Don’t fish for the “right answer.”
We’ve all been in groups like that. Maybe it was in a classroom where the teacher asked a question and while everybody replied, he or she just nodded along, until Betty Sue replied and then balloons were released, the whistle was blown and there was a great celebration because she got the right answer. What did that communicate? It communicated that the other answers were wrong, and nobody likes to give the wrong answer.
If you go fishing for the right answer and you celebrate when someone says what you think should be said, what will end up happening? Everybody else will stop participating in the discussion. So don’t go fishing for the right answer and instead welcome all as an opportunity to continue the learning and discussion.

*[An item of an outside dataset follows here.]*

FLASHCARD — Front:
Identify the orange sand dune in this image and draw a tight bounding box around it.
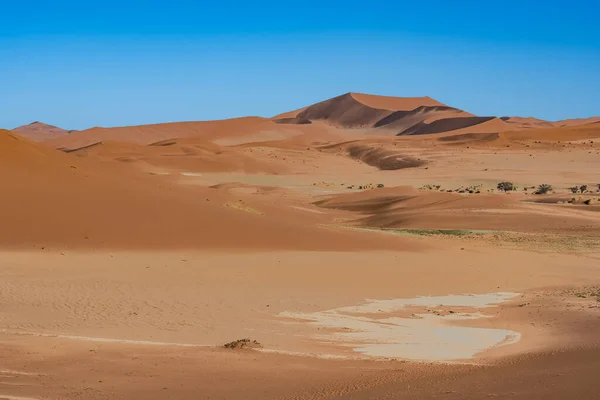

Don’t answer your own questions.
As you ask a question, if there’s a pause and it seems awkward, then ask the question again or ask it in a slightly different way. It will be tempting to want to fill the silence with your own thoughts, but don’t do it. Now in church, the pastor might ask a question, but we don’t actually get a chance to respond. But in a group that’s very different, yet people have been trained to think, “In church I don’t respond, so I’ll just wait for the right answer here too.” So when you don’t answer your own question, what you’re saying by waiting through the silence is, “I’m not going to answer this.” The whole point of this discussion is to ask questions and then have everyone interact with it. Resist that temptation to answer your own question and if you do, you will open up an opportunity for a great discussion.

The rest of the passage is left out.